In flying your drone, the most important thing to look out for is the height of your drone in the sky. While it is generally okay to fly a drone up high in the sky, there are limitations. In fact, you need to keep your drone below 400 feet off the ground to keep it from getting in the way of planes and other items in the sky.

It is also advised that your drone be always in your sight, where you can get a clear shot from your device, and be able to see it without assistance from binoculars and other devices. In case of drone flyaways, you may also want them to be relatively close to the ground to avoid large damages in case it crashes.

Avoid people and properties

Drone Flying Over a Property

The fast speed of your drone’s rotors and blades could be dangerous to anyone, which is why it is recommended that drones are at least 25 feet away from people or properties to minimize the risk of damages and to ensure that the drone does not get in anybody’s way. However, as per height requirements, the drone should be visible enough where it can still be distinguishable in the sky.

Today, GPS tracking makes it easier to find lost drones in case they fly away or end up in crowded, public places, but even these cannot be too helpful when you paint a drone to camouflage its color. This practice is considered a taboo for amateur drone pilots.

Do not fly in restricted areas and in difficult conditions

No Drone Zone

Drones are designed to be light, so avoid flying your drone in difficult weather conditions. Do not fly it in extreme weather where there is strong rain, wind, or snow. This makes it harder for the drone to move smoothly and could even be cause for accidents.

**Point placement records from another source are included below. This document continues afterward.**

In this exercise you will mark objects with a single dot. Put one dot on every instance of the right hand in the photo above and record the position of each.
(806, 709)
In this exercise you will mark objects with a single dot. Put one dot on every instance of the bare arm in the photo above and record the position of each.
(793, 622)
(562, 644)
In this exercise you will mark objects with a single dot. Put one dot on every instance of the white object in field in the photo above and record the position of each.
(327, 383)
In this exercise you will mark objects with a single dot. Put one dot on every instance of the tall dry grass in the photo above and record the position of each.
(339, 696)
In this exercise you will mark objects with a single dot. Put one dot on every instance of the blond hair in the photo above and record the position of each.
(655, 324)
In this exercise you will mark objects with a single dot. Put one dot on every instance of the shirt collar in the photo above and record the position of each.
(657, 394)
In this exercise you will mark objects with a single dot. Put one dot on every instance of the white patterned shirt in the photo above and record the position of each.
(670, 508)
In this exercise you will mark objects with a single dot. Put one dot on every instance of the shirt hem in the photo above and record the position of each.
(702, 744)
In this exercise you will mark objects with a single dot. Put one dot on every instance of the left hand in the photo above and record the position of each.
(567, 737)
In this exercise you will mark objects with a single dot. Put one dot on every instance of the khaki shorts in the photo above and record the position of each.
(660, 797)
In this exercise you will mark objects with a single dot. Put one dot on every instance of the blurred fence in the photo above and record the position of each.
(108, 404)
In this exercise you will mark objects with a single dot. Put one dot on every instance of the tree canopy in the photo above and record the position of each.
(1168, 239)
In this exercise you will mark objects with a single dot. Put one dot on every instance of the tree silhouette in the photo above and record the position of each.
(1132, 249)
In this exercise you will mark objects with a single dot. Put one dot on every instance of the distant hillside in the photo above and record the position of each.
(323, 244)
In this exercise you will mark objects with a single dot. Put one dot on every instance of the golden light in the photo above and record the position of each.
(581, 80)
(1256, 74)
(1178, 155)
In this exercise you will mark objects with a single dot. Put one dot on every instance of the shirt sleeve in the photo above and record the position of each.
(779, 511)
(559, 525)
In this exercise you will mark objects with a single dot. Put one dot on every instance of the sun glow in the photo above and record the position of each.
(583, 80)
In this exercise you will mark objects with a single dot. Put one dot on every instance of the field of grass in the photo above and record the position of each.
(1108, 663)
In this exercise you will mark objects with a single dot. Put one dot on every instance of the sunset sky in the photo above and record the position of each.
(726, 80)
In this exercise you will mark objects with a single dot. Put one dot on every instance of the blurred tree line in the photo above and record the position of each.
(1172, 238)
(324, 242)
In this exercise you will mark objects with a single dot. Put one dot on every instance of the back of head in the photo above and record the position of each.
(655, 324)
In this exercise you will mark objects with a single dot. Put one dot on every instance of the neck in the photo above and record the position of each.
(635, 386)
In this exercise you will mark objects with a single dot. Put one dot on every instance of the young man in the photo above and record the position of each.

As per rules for drone flying and photography, you are not allowed to let your drone in areas such as power stations, government-owned buildings, correctional facilities and military bases, sports stadiums, venues that could house thousands of people at a time, as well as heavily traveled roads and highways. Drones are also not allowed within five miles from airports unless the airport and its control tower is contacted beforehand to avoid traffic problems.

There are different laws per state, so you may have to look into them every time you go to a new place with your drone to be sure to follow the rules as stipulated.

Respect other people’s privacy

Drones and Tourists

Drones are usually used with cameras to take photos from the bird’s-eye view without needing a stuntman to climb a ladder for you. However, before you start taking photos of people in public areas, you may want to let them know and ask permission from them first. In rural areas, it is also very easy to breach another person’s property by flying the drone over fields — this could be considered an invasion of privacy, and owners of these properties can effectively sue you if you breached their properties via drone without their permissions.

These are basic rules for drone flying. Remember these to avoid having problems with your drone in the long run, and ensure that they don’t get in the way of other people’s lives and properties.